Good Design

Design is a vital and often overlooked part of writing music.

I’ve long been obsessed with design – thanks to my long relationship with graphic design by way of concert programs, CDs, posters, etc. I spend at least a little bit of every week with visual design.

Which is why it surprised me so much to realize that it’s so profoundly related to the music I write.

Of course, composers and arrangers think about design as they notate – staff size, font, system breaks, etc. But design extends to choice of accidentals and rhythmic notation for clarity, meter, key, and so much more. We always have choices in how to notate a musical idea, and making those choices is the very picture of design.

Debbie Millman, author of Why Design Matters and host of the amazing Design Matters podcast, recently had this conversation with Dr. Brené Brown:

BB: When I pick up something, an appliance or I look at something, an ad, or I interact with design, a chair, I can feel sometimes like, of course whoever did it doesn’t know me from anybody, but like, that person cares about me. That person sees me, knows me, that person… Like good design feels to me like… I don’t know, there is such a human connection in good design, and I can’t articulate it.

[…]

DM: The most important tenet of design now is really understanding human behavior and the understanding of behavioral psychology as it relates to how we feel about ourselves, how we feel about others, how we share or don’t share, what we covet, what we don’t, everything we buy, everything we purchase, everything we engage with telegraph something about ourselves.

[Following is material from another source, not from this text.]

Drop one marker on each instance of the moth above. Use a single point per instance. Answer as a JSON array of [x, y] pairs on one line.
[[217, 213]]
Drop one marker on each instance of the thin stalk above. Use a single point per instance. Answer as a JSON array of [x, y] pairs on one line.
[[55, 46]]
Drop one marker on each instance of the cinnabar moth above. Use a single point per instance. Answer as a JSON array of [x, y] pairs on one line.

Debbie Millman & Dr Brené Brown’s on Brown’s podcast Dare To Lead

Good design is a way for a creator to show how much they care about the user of their creation.

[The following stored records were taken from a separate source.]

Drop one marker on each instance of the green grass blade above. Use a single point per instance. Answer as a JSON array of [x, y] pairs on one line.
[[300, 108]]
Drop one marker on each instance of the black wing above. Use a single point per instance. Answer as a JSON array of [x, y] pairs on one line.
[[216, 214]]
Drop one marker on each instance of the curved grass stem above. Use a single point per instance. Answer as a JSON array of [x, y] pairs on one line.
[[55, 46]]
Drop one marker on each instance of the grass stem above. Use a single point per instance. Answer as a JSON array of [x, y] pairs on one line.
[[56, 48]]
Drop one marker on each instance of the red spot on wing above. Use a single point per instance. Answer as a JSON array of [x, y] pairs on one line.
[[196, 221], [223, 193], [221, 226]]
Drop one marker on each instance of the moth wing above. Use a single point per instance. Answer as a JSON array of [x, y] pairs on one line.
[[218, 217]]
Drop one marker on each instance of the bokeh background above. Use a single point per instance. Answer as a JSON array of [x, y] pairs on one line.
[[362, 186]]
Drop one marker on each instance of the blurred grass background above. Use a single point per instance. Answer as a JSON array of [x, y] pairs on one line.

I think so much as I write about the ensemble who will be reading the music, and how to make it as easy as possible to get the music off of the page. This is design thinking, the same as the UI/UX experts who design websites and the architects who think about traffic patterns in buildings. We are designing for real humans, and it makes a difference.

I notice design failures in graphic design, and in architecture, and increasingly in musical notation, too. I never hesitate to point them out to my students, because I want them to be thinking about design, too. “What would be a better way to write that?” is a question worth asking to yourself, and in rehearsal, as well.